La categoria dei vini “audaci e ricchi” non è confinata alla grande distribuzione, osserva Keay, sebbene le regioni del Nuovo Mondo – che privilegiano le varietà piuttosto che i blend – sembrino predominare. Cita come primo esempio Rombauer Vineyards della Napa Valley, che ha recentemente festeggiato il suo 40° anniversario ed è stata acquisita da Gallo due anni fa. La cantina, che vende gran parte della sua produzione direttamente a una clientela affezionata, è fedele alle sue tradizioni, offrendo Chardonnay, Zinfandel (16% vol.) e Cabernet Sauvignon di alta qualità, potenti e senza compromessi sul gusto, nelle parole dell’enologo Richie Allen.
Come secondo esempio, Keay presenta Rockford Wines della Barossa Valley. Visitare questa cantina, dicono in molti, è come fare un salto indietro nel tempo, una scelta deliberata del fondatore Robert O’Callaghan, che nel 1971 trasformò una fattoria fatiscente del 1850 nella sede di Rockford, allestendola con attrezzature del secolo scorso. “È autenticità pura, e i nostri vini continuano a essere fatti così,” afferma David Kalleske: “i nostri rossi nascono da uve raccolte a mano da una selezione di viticoltori storici della Barossa e vinificate con attrezzature d’epoca, come il diraspatore Bagshaw del 1880 e la pressa a cesto Robinson del 1890.” Per chi si è abituato ai vini australiani di nuova generazione, più leggeri e sfumati, Rockford è un tuffo impenitente nel passato, offrendo vini vecchio stile, intensi ma ricchi di nuance, che raccontano la storia enologica dell’Australia Meridionale. Accanto al terroso e opulento Basket Press Shiraz, troviamo l’elegante Rifle Range Cabernet Sauvignon, classico e tradizionale, e il Black Shiraz, un’interpretazione iconica dello Sparkling Shiraz australiano dal colore viola-nero impenetrabile. La domanda per questi vini è tale che spesso si creano liste d’attesa per le nuove annate. “Il nostro principio di preservare i migliori aspetti del commercio vinicolo ‘tradizionale’ significa che abbiamo deciso di non farci influenzare da mode o tendenze. La coerenza stilistica e la nostra autenticità hanno conquistato i nostri sostenitori di lunga data,” conclude Kalleske.

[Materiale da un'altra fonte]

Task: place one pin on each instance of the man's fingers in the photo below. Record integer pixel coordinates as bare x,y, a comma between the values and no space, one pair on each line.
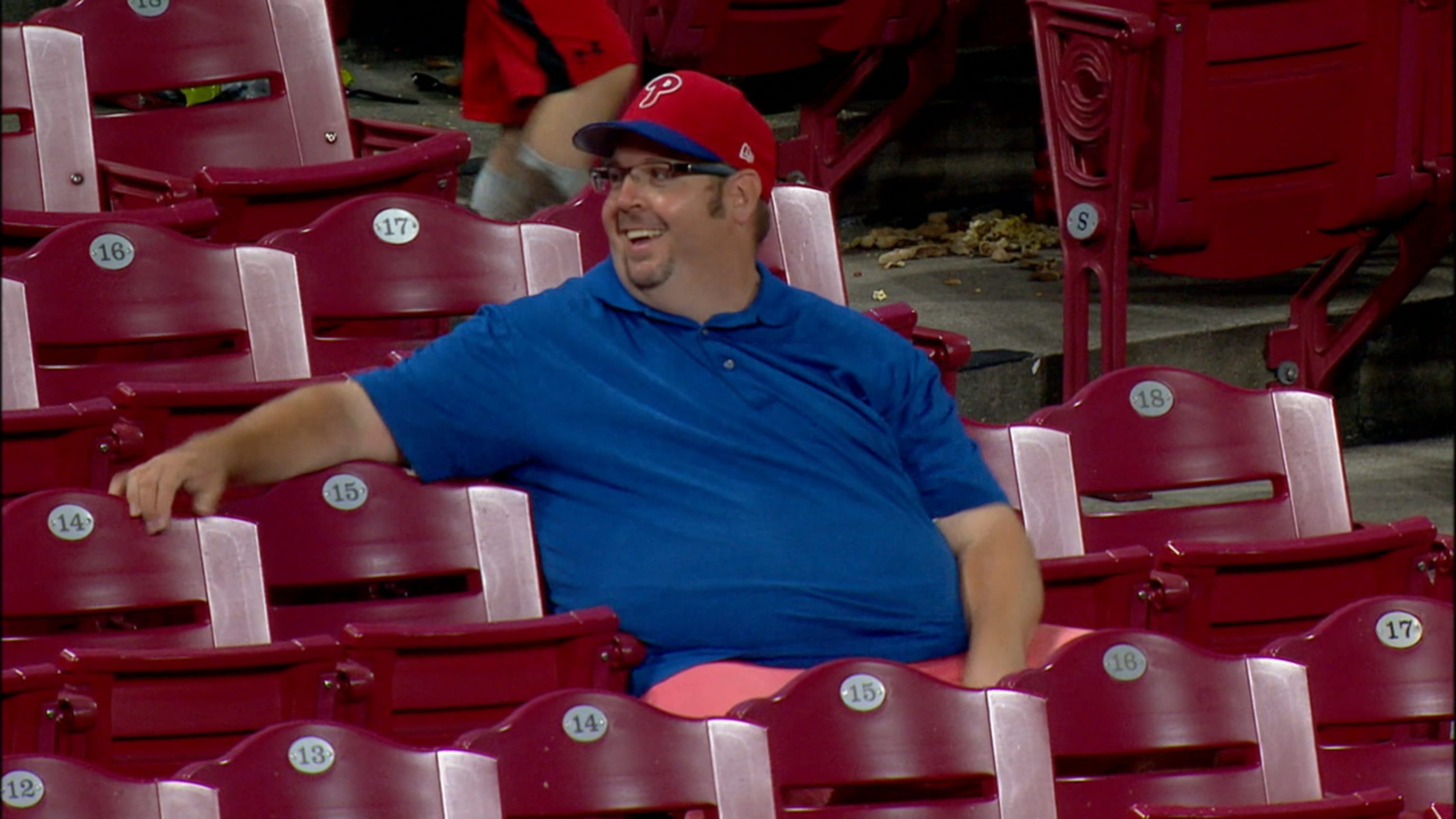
118,484
143,493
123,486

In un’epoca in cui molte regioni famose per i grandi vini se ne stanno allontanando – basti pensare a Ribera del Duero, Rioja, Priorat e Valpolicella – e in cui i produttori cercano di attrarre i bevitori più giovani con stili più leggeri e meno alcolici, forse, suggerisce Keay, sarebbe il caso di osservare più da vicino ciò che molti consumatori desiderano realmente.